Whump DOES have a relationship to pain kink, but it is (as stated above) about pain in fictional characters and stories, and it's not usually, or at least not always, sexual.
Or, I would say it's much broader than being sexual. I struggle to make generalizations about it. People tend to want to whump characters they find attractive, and whump is about the character's body. Obviously bodies can be sexual and are deeply related to sexuality, but it isn't just about the sexuality of the body, it's about the body's vulnerability, the body's need for care, the body's experience of pain, the body's psychological and emotional meanings.
Where whump has a relationship with pain kink, it is just as closely related to masochism as it is sadism.

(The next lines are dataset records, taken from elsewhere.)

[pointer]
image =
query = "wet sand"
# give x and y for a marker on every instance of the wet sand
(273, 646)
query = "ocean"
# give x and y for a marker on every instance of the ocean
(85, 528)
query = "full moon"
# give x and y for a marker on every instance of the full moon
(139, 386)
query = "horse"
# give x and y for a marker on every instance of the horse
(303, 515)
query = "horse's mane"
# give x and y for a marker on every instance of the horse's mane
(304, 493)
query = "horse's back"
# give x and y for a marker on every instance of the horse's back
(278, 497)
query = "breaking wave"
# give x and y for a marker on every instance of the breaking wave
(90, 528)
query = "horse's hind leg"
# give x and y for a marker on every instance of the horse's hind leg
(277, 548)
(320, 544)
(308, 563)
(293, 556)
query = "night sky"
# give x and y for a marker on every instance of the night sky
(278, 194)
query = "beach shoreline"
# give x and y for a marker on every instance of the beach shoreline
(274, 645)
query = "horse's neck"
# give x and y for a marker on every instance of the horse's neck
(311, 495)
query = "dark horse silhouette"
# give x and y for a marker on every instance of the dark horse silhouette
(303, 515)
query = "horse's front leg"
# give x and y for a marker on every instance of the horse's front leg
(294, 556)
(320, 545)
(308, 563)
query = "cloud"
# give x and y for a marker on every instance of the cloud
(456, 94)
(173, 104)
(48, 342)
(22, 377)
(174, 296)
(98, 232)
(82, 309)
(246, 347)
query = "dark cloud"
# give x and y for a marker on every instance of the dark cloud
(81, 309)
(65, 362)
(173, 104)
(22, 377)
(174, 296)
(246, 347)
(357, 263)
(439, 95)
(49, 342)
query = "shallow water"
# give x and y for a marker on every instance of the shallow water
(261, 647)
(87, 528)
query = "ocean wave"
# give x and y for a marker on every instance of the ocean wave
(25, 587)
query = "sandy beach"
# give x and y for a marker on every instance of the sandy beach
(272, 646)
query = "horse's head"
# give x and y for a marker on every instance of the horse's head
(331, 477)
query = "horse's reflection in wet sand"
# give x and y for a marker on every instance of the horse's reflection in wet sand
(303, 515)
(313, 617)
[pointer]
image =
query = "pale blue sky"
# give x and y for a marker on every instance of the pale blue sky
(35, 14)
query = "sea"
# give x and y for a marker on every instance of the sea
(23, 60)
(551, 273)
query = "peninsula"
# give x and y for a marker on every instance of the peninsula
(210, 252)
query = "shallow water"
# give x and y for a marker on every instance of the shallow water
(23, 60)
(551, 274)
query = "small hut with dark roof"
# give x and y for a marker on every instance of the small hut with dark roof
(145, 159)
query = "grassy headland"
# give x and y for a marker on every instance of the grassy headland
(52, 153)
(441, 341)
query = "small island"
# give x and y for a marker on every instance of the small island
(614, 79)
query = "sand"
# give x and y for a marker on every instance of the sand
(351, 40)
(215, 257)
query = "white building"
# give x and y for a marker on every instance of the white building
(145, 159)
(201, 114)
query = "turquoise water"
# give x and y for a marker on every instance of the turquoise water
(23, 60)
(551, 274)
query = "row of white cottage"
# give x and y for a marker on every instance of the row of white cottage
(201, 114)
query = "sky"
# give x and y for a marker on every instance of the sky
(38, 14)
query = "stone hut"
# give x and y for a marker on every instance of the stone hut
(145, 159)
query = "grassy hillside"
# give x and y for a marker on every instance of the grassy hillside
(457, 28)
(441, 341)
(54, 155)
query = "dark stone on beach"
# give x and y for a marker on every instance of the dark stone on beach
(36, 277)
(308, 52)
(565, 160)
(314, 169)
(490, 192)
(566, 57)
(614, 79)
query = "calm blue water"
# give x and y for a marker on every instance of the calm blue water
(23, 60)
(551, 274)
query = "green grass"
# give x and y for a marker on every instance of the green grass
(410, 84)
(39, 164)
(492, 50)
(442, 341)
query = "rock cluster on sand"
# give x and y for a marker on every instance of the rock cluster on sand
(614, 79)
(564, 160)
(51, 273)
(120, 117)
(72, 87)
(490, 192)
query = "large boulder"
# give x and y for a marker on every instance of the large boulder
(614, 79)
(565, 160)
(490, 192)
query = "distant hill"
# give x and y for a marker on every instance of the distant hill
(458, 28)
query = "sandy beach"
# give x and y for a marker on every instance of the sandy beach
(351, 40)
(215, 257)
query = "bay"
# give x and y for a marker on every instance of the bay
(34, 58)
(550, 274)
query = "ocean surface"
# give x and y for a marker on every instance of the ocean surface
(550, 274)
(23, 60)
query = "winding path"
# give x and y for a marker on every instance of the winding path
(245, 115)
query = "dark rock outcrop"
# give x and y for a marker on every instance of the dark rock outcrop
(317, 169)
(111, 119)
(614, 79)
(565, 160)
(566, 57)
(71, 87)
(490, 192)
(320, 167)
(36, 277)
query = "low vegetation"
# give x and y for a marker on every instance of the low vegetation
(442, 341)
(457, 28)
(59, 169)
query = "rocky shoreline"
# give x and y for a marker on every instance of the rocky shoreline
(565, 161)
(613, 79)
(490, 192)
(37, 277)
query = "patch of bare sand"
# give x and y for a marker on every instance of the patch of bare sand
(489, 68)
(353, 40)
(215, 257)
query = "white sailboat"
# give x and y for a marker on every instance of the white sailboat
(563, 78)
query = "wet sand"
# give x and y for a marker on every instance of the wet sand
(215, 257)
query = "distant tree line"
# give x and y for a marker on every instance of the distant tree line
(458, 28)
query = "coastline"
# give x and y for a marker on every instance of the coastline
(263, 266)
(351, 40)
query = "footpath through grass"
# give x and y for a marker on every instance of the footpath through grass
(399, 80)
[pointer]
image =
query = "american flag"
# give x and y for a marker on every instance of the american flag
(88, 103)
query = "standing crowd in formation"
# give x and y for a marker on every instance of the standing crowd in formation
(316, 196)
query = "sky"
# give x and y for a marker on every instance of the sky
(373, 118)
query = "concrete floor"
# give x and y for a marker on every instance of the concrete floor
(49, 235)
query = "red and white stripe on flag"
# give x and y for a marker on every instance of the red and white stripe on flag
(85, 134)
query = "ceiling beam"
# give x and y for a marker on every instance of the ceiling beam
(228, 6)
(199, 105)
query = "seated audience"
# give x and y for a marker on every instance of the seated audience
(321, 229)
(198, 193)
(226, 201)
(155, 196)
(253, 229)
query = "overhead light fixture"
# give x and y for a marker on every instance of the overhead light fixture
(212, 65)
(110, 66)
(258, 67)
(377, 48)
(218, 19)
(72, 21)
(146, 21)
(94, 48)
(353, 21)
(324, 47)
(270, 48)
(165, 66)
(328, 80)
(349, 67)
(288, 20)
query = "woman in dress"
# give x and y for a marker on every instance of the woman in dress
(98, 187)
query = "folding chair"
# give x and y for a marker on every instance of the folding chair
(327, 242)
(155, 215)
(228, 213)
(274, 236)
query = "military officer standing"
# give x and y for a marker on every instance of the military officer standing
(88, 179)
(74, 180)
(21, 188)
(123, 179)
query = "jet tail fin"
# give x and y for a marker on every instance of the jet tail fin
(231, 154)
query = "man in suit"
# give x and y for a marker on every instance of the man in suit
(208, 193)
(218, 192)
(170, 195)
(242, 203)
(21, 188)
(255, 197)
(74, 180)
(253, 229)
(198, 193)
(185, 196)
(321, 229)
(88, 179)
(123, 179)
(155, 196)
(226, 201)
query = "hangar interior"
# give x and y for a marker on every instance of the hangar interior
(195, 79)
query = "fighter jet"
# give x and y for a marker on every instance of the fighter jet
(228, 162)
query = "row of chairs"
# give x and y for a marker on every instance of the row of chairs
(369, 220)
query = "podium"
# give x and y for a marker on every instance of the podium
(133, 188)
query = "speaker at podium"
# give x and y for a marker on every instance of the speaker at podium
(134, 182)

Whump is not a sexual thing for me, but I've always been interested in whump and I've always been a masochist, and it just...doesn't make sense to me that these things would be totally unrelated. Like, come on now.
I think for most people, whump is about catharsis in some way. For me personally, the appeal is about taking a character who is strong and untouchable and digging into the ways they are weak and need care. It's about a character who isn't expected, or maybe isn't allowed, or maybe is terrified and ashamed, to show pain or weakness finally "breaking" and being able to receive comfort and reassurance. It's about the shame of needing care and the fraught nature of trusting someone with that.

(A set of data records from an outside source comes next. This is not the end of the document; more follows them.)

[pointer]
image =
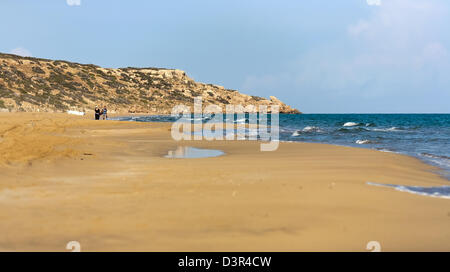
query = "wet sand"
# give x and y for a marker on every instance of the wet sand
(108, 185)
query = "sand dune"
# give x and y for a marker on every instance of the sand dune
(108, 186)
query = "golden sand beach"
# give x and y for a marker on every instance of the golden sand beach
(107, 185)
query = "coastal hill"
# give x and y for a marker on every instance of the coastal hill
(33, 84)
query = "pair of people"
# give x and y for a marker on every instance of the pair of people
(101, 112)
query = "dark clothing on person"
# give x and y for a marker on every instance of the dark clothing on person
(97, 114)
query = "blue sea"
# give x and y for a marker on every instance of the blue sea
(424, 136)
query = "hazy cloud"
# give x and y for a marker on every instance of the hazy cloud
(374, 2)
(21, 52)
(73, 2)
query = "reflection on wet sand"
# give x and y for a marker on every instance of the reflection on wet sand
(187, 152)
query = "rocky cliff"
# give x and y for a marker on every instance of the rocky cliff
(32, 84)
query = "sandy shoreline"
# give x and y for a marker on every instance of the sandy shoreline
(108, 186)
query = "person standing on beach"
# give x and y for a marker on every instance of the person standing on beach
(97, 113)
(105, 113)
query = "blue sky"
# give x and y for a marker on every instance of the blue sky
(321, 56)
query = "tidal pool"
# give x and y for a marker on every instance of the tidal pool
(187, 152)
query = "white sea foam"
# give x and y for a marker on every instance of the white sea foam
(433, 191)
(350, 124)
(386, 129)
(80, 113)
(306, 130)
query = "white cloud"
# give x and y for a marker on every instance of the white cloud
(373, 2)
(401, 49)
(21, 52)
(73, 2)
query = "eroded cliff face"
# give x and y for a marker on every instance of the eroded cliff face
(31, 84)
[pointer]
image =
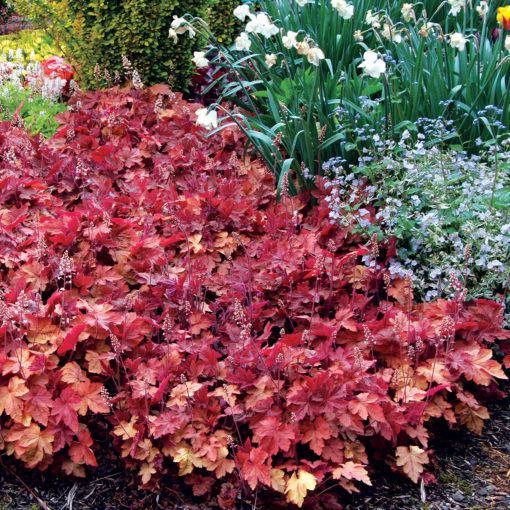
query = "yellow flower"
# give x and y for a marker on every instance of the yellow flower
(504, 16)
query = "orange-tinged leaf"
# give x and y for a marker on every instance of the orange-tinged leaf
(126, 430)
(277, 479)
(71, 339)
(316, 433)
(472, 416)
(91, 398)
(9, 398)
(352, 471)
(147, 469)
(38, 403)
(298, 486)
(273, 436)
(64, 408)
(255, 469)
(187, 459)
(412, 459)
(71, 373)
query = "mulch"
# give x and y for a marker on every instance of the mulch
(473, 473)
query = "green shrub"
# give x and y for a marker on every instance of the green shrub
(37, 112)
(101, 32)
(222, 22)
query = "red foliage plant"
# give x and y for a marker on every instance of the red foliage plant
(154, 289)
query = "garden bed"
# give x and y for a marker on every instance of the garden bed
(473, 472)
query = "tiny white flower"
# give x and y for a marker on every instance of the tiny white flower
(458, 41)
(372, 64)
(372, 19)
(206, 119)
(390, 34)
(241, 12)
(482, 9)
(408, 12)
(315, 55)
(181, 26)
(289, 40)
(358, 36)
(243, 42)
(456, 6)
(199, 59)
(271, 60)
(345, 10)
(302, 48)
(172, 34)
(261, 24)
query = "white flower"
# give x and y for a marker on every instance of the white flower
(458, 41)
(343, 8)
(271, 60)
(207, 119)
(261, 24)
(242, 12)
(302, 48)
(289, 40)
(408, 12)
(243, 42)
(389, 33)
(482, 9)
(199, 59)
(372, 19)
(456, 6)
(315, 55)
(172, 34)
(372, 64)
(181, 26)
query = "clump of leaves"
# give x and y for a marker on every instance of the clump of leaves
(152, 286)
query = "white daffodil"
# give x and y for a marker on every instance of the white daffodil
(458, 41)
(172, 34)
(207, 119)
(372, 64)
(261, 24)
(181, 26)
(482, 9)
(345, 10)
(243, 42)
(314, 55)
(289, 40)
(199, 59)
(241, 12)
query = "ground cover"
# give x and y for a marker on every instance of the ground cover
(245, 332)
(185, 316)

It's about the horror of the body's vulnerability; digging into the ways a body can experience helplessness and violation and really acknowledging how awful that feels and how scary that is.
It's about pain as an inherently private experience, something invisible that can't be objectively measured, and the ways that pain is made visible and the ways pain is judged to need care or to not need care, and how that judgment affects the experience of pain.
It's about the reality of pain and having a body, rendering that directly and viscerally as it is experienced and felt, and how that Reality defies interpretation and communication, tramples over all the social norms of how normative bodies and minds feel and experience.